For Saudi Arabia, King Abdullah’s visit to India offers his country a chance to strengthen ties with a country many believe is an emerging power.

King Abdullah will be the guest of honor at India’s Republic Day celebrations, a highly symbolic invitation that underscores the growing political ties between two countries that spent nearly a half-century on opposite sides of the Cold War divide.

Saudi Arabia currently supplies a quarter of India’s oil needs, and officials in New Delhi are eager for face-time with Abdullah, although no major agreements are expected to be signed.

“High oil prices are certainly likely to figure at the delegation-level talks,” said a top official at India’s Petroleum Minister, Talmeez Ahmed.

India’s economy is among the world’s fastest growing and is expected to expand by about 8 percent this year, despite high oil prices, which settled at US$67.06 a barrel late Tuesday on the New York Mercantile Exchange.

But there were fears that high prices could eventually hamper growth and spur inflation in India, which imports 70 percent of its supplies.

In fact, India’s central bank cited the high global price of oil when it raised some interest rates Tuesday.

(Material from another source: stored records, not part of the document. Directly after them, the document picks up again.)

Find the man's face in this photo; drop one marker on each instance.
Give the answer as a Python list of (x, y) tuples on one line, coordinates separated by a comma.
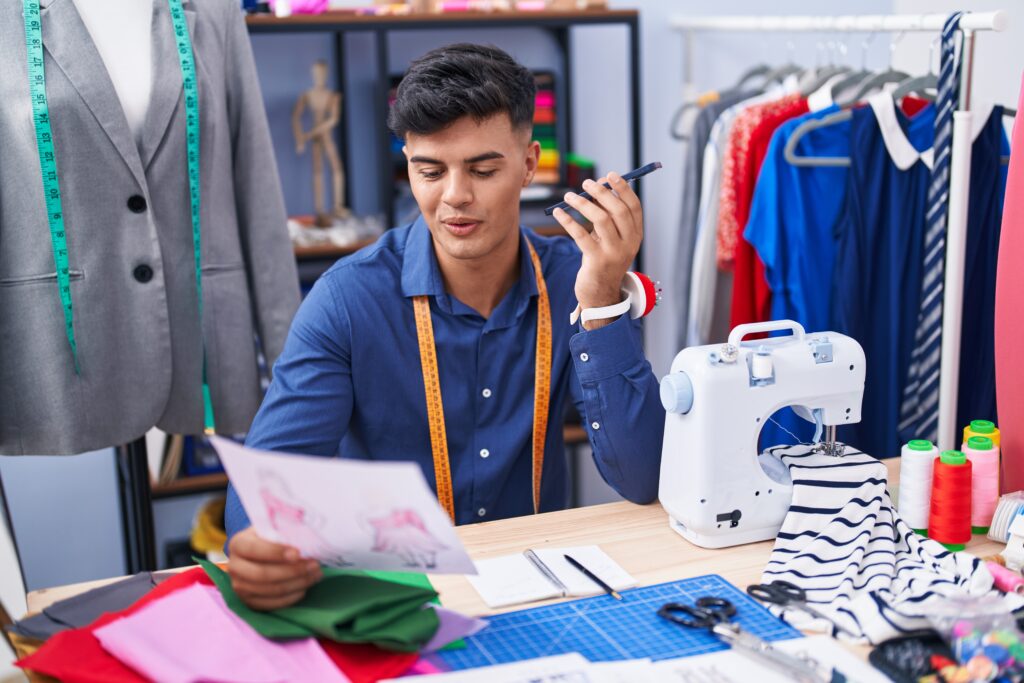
[(467, 179)]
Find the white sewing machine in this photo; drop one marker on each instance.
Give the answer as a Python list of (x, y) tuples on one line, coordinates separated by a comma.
[(719, 396)]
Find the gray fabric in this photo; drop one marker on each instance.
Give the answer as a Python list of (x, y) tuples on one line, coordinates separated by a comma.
[(139, 343), (692, 173), (85, 608)]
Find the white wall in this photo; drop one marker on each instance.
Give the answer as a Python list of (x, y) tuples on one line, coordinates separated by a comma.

King Abdullah acknowledged the price concerns in an interview this past weekend with India’s NDTV news channel, saying “the price needs to be at a more moderate level.”

He added: “We would like to provide India’s requirement of energy in the future.”

Ahmed, the Indian oil ministry official, said India was not looking to raise imports from Saudi Arabia, which stand at about 25 million metric tons a year.

But India is looking to play a larger role in Saudi Arabia’s natural gas sector, and for Saudi investment into its oil industry, he said.

A small agreement on oil cooperation between a private Saudi private company, Al Manar, and the state-run Engineers India Ltd., is expected to be signed during the visit, which began Tuesday and ends Friday, Ahmed said. He did not elaborate.

After Abduallah and the Saudi delegation met Wednesday with Prime Minister Manmohan Singh and Indian officials, the two sides announced they reached deals on combatting crime and terrorism, avoiding double taxation, and investment promotion, the Press Trust of India news agency reported. Details of the accords were not immediately available.

Republic Day is Jan. 26 and marks the adoption of India’s constitution in 1950.